It is practically every parent’s dream. Your child comes home one day to tell you they are moving out. Some parents sigh in sorrow, while others cheer loudly. As a parent, you hope you have taught your child to stand on their own. Part of “standing on their own” means being mindful about their finances.
Spending Versus Saving
There is nothing wrong with either. Some kids are spenders, and some save their money. You should teach your kids how to do both. There is a difference between being a mindful spender and an out-of-control spender. You need to show your child how to spend mindfully. Did you know that you can spend and save money at the same time? Teach your child how to do that by picking thrift shopping over expensive shopping. You can find a lot of great deals and great items at a thrift store. You just need to know where to look.
Your child should learn about bank rates as soon as possible. Teach them to shop around and compare the deals. A 5% deal differs from a 3.5% deal. Teach them the difference between an APR and an APY, and the different factors that influence them. What they learn about banking rates before they move out is going to influence things like their first car or their first home.

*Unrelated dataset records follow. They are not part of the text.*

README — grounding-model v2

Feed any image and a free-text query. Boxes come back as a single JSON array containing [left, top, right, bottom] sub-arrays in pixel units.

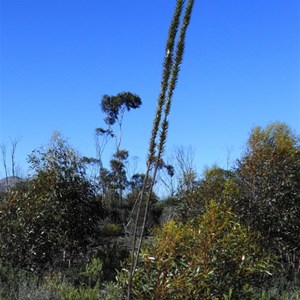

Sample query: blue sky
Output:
[[0, 0, 300, 177]]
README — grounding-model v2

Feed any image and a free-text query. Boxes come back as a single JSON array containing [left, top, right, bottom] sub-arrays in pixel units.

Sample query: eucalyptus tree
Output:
[[0, 135, 104, 270], [233, 123, 300, 268]]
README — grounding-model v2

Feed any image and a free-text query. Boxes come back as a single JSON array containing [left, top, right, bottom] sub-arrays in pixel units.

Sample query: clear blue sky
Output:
[[0, 0, 300, 177]]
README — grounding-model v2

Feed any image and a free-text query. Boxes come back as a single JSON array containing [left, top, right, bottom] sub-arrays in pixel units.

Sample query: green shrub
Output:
[[119, 201, 273, 300]]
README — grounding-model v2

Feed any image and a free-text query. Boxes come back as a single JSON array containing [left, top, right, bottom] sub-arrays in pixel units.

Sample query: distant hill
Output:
[[0, 176, 22, 191]]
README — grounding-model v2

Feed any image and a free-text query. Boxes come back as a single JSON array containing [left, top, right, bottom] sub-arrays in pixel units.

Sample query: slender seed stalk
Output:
[[127, 0, 194, 300]]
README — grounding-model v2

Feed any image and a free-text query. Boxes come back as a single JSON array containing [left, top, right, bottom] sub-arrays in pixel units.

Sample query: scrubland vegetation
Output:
[[0, 0, 300, 300]]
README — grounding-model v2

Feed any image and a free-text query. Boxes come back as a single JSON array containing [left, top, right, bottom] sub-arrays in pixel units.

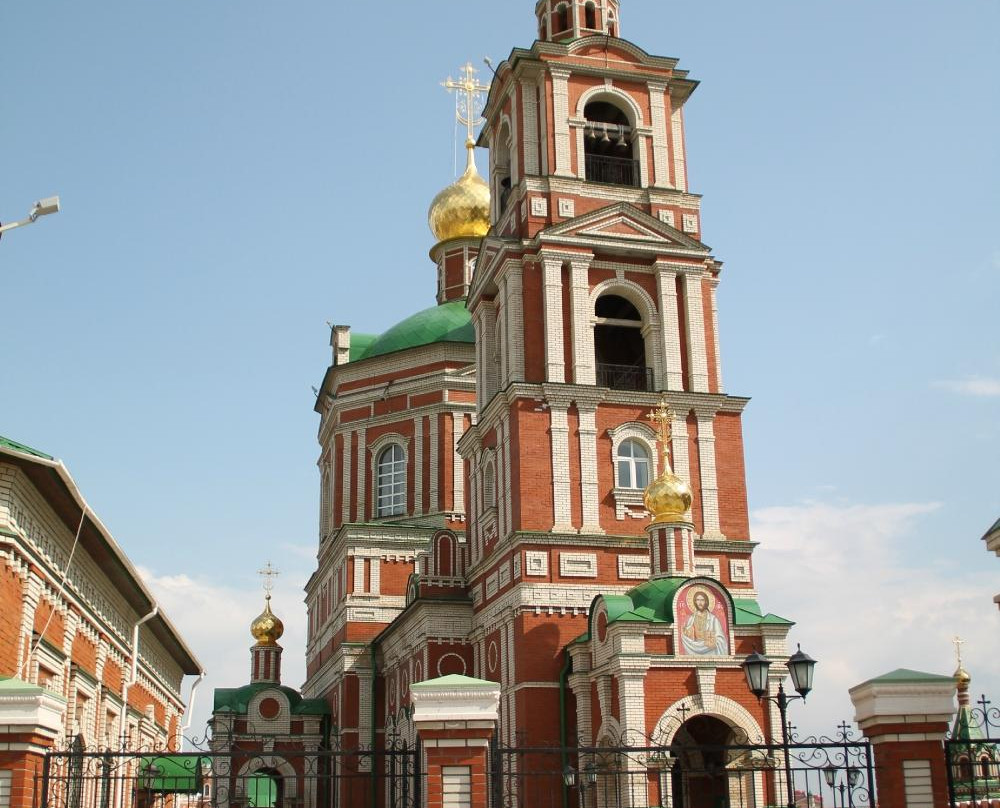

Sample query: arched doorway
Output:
[[245, 769, 284, 808], [671, 715, 736, 808]]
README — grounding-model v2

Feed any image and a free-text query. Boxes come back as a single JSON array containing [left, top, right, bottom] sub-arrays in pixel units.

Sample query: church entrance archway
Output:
[[671, 715, 738, 808], [245, 769, 284, 808]]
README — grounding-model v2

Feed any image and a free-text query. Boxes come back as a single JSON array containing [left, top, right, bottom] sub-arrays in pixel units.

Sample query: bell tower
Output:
[[458, 0, 768, 752]]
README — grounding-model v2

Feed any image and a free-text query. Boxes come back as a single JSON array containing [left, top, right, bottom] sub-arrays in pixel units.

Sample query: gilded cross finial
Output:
[[441, 62, 490, 147], [257, 561, 281, 600], [646, 398, 674, 468]]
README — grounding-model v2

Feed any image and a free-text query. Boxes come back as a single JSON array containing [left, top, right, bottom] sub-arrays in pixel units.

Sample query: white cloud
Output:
[[752, 502, 1000, 734], [934, 376, 1000, 398], [139, 559, 306, 737]]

You never take the first deal they offer.
The trick is to spend less than you earn. What works for you might not work for them. Encourage your kids to budget their money. A good rule of thumb is to pay the bills first. Whatever “fun money” is left over they can spend if they like. They can also put some of that “fun money” into savings for a rainy day. There is nothing wrong with spending as long as you do it wisely.

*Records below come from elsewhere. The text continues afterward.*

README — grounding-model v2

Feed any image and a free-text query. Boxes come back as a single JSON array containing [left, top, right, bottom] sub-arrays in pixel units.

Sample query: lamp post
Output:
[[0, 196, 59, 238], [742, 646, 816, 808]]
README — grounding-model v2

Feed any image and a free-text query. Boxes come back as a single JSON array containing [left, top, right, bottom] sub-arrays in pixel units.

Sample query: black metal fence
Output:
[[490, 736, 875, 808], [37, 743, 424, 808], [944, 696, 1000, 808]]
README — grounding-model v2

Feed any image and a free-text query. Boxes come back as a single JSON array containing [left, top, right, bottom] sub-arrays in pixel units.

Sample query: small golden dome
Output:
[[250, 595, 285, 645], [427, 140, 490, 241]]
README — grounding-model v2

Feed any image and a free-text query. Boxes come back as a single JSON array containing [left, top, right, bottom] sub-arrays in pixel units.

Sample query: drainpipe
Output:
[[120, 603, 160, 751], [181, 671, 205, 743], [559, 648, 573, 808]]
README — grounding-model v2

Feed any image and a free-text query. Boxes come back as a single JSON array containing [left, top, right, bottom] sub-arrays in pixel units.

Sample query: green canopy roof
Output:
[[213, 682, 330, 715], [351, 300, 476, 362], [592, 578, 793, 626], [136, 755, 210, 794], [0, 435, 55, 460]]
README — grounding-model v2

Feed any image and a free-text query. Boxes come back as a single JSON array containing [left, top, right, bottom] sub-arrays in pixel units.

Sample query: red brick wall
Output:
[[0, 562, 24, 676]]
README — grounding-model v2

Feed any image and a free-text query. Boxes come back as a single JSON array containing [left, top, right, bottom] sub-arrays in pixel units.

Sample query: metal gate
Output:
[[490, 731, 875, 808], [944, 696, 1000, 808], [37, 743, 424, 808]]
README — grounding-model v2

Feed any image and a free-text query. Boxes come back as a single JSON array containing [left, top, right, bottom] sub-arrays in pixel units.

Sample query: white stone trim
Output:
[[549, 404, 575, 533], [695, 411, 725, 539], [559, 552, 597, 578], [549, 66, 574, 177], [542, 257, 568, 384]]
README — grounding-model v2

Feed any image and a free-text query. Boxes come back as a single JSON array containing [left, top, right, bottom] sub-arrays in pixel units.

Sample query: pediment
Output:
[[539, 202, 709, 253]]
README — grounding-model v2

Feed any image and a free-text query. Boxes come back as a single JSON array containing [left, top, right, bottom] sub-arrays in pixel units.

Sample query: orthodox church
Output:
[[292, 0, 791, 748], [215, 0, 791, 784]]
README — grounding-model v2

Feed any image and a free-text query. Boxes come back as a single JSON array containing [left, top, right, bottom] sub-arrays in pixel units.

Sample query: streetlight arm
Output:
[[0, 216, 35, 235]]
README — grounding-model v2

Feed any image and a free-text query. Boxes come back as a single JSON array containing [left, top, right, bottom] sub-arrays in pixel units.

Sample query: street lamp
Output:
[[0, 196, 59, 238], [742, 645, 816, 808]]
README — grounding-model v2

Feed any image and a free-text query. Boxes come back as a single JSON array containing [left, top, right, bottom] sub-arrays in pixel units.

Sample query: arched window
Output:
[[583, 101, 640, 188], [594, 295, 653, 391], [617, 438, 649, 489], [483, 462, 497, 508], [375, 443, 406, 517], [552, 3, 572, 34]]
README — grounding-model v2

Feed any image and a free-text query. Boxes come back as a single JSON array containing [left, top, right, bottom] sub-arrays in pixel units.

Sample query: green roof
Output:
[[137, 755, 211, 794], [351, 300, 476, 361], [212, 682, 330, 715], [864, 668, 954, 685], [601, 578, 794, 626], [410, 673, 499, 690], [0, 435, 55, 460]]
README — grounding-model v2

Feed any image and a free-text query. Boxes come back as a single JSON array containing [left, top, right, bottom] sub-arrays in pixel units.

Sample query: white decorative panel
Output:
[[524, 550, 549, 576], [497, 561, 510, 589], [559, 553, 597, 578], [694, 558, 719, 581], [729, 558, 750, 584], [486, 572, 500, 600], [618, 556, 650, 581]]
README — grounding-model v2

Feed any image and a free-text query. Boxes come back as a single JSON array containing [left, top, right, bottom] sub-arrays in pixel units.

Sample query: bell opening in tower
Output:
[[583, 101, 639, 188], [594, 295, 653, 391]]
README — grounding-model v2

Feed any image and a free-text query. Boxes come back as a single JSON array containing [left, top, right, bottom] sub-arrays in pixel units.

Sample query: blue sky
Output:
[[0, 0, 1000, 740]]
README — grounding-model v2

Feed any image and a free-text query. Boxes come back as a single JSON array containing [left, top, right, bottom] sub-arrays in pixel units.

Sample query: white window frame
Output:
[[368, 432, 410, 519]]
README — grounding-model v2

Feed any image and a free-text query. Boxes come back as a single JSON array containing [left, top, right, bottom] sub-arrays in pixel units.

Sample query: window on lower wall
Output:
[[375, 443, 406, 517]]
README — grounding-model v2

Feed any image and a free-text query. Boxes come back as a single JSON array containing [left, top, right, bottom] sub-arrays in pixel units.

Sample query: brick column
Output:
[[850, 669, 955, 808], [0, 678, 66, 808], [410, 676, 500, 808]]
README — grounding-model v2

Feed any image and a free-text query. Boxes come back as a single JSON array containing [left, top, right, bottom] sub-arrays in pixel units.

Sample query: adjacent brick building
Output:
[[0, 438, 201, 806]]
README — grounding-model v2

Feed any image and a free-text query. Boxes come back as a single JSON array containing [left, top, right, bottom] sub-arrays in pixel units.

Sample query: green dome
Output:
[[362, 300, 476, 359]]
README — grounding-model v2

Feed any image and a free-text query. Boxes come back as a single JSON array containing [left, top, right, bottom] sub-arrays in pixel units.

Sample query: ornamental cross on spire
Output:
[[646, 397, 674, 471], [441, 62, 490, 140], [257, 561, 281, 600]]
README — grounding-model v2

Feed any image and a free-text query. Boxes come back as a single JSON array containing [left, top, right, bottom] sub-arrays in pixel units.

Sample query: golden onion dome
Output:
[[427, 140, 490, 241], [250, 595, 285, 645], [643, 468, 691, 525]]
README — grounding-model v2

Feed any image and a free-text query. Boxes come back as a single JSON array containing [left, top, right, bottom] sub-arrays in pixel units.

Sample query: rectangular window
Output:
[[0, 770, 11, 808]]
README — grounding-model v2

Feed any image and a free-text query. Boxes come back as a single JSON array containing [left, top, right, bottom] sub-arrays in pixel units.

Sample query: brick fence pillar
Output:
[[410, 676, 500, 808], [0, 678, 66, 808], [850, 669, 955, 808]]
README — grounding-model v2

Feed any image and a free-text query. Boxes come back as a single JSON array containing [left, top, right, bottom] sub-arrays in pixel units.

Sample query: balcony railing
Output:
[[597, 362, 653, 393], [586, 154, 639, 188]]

They are going to learn about credit cards anyway. It is better if it comes from you. Teach them how credit cards work. Teach them the advantages and disadvantages of having them. It is okay if your kids keep one around for emergencies, but you need to teach them about what constitutes an “emergency.”

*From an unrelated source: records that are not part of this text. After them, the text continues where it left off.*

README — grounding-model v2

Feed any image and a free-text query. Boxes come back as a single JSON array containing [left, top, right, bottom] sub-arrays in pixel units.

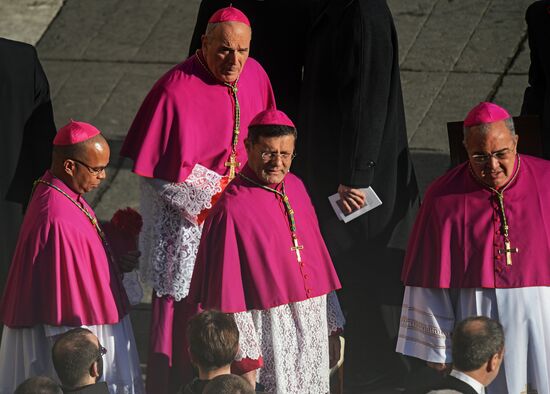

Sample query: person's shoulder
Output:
[[428, 375, 476, 394], [152, 55, 196, 93], [424, 162, 469, 201], [241, 56, 269, 80], [525, 0, 550, 22], [0, 37, 36, 58], [285, 172, 308, 194]]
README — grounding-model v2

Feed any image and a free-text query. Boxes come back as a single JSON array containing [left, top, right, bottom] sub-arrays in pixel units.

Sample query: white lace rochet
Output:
[[234, 292, 345, 394], [139, 164, 222, 301]]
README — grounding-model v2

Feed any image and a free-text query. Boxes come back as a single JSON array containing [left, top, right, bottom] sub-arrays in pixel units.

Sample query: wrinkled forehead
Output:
[[207, 22, 252, 43], [465, 121, 516, 148], [255, 134, 296, 150]]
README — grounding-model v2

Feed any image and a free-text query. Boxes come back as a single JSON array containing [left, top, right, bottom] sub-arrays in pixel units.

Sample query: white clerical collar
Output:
[[451, 369, 485, 394]]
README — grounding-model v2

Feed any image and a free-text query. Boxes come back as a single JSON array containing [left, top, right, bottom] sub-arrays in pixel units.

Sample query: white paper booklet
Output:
[[328, 186, 382, 223]]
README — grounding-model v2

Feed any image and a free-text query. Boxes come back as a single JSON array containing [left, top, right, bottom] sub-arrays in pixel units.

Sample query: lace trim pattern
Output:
[[233, 312, 262, 361], [235, 296, 329, 394], [327, 291, 346, 335], [139, 164, 222, 301]]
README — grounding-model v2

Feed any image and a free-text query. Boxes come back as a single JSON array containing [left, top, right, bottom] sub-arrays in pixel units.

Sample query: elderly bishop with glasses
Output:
[[189, 110, 344, 393], [397, 102, 550, 394], [0, 121, 144, 394]]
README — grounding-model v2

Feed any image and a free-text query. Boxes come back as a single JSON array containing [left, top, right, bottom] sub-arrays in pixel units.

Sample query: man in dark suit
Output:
[[0, 38, 56, 289], [300, 0, 419, 391], [427, 316, 504, 394], [52, 327, 109, 394], [521, 0, 550, 159]]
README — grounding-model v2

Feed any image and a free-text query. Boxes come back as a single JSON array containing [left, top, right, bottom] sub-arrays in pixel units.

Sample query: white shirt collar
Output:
[[451, 369, 485, 394]]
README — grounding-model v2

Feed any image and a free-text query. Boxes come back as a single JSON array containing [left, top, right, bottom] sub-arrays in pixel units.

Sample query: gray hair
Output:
[[204, 22, 252, 40], [452, 316, 504, 372], [463, 118, 516, 141]]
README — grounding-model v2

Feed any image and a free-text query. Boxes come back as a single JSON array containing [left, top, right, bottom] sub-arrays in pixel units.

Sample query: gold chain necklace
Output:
[[469, 155, 521, 265], [195, 49, 241, 181], [238, 172, 304, 263]]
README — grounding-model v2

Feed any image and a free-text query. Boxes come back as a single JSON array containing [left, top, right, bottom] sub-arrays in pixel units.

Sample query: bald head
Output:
[[52, 327, 101, 389], [201, 21, 252, 83], [452, 316, 504, 372], [51, 134, 111, 194], [14, 376, 63, 394]]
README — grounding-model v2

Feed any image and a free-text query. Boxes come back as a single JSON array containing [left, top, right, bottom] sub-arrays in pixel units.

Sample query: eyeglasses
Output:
[[260, 152, 296, 163], [69, 159, 107, 176], [96, 342, 107, 360], [470, 148, 515, 164]]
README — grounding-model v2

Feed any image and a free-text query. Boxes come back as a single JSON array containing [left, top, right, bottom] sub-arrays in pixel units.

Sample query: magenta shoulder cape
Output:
[[402, 155, 550, 288], [189, 167, 340, 313], [121, 55, 275, 182], [0, 172, 129, 328]]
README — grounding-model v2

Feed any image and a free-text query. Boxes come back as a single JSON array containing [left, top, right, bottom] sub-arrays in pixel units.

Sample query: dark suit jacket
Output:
[[63, 382, 109, 394], [426, 375, 477, 394], [0, 38, 56, 205], [521, 0, 550, 159]]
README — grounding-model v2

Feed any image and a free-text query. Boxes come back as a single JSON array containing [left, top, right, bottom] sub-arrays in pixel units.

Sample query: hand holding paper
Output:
[[338, 185, 365, 215], [328, 185, 382, 223]]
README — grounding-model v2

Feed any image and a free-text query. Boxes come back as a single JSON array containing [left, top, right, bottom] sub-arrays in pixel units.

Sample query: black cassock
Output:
[[0, 38, 56, 292], [293, 0, 419, 381], [189, 0, 310, 122], [521, 0, 550, 159]]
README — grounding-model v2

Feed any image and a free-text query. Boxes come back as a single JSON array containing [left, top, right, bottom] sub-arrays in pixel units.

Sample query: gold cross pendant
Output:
[[224, 152, 241, 181], [290, 238, 304, 263], [498, 240, 519, 265], [520, 384, 538, 394]]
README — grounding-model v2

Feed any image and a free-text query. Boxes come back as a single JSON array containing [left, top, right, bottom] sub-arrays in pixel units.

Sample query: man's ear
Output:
[[90, 361, 99, 378], [63, 159, 76, 176], [487, 349, 504, 372], [201, 34, 208, 53]]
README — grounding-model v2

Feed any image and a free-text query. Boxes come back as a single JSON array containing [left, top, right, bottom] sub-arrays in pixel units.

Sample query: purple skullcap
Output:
[[208, 6, 250, 26], [464, 101, 511, 127], [249, 109, 296, 128], [53, 119, 100, 146]]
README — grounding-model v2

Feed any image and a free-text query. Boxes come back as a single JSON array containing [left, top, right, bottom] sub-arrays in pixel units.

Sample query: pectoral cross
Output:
[[520, 384, 538, 394], [224, 152, 241, 180], [498, 240, 519, 265], [290, 238, 304, 263]]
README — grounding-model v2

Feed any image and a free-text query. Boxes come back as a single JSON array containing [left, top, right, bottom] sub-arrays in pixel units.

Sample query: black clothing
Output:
[[63, 382, 109, 394], [0, 38, 56, 204], [189, 0, 309, 122], [179, 378, 210, 394], [426, 375, 477, 394], [521, 0, 550, 159], [300, 0, 419, 388], [0, 38, 56, 290]]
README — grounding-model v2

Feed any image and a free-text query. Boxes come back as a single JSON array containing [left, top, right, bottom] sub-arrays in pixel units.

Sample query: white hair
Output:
[[463, 118, 516, 141]]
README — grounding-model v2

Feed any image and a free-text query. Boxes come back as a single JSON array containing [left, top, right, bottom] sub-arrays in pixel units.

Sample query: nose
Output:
[[227, 51, 237, 65], [487, 156, 500, 169]]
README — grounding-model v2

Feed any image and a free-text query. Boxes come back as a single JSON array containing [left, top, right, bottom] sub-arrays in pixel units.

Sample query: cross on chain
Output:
[[290, 237, 304, 263], [520, 384, 538, 394], [498, 240, 519, 265], [224, 152, 241, 180]]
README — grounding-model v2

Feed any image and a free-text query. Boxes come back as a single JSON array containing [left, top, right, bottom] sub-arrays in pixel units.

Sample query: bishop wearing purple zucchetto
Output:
[[189, 110, 344, 393], [0, 121, 144, 394], [397, 102, 550, 394], [121, 6, 275, 394]]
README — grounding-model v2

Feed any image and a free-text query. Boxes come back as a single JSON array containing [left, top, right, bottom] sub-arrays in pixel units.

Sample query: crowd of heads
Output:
[[452, 316, 504, 376]]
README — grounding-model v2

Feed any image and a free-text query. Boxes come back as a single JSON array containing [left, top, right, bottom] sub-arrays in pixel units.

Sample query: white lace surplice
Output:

Debt can include but is not limited to things like student loans, car loans, house loans, credit cards, or personal loans. However, there are ways to avoid debt. Educate your kids on how to fix the problem. That way they will know what to do if something like that happens.
Net Income Versus Gross Income
Gross income is what you make before taxes. Net income is what you make after taxes. Your kids need to understand how each one works. That way they will not spend more than what they have.
Your net worth indicates what your true value is.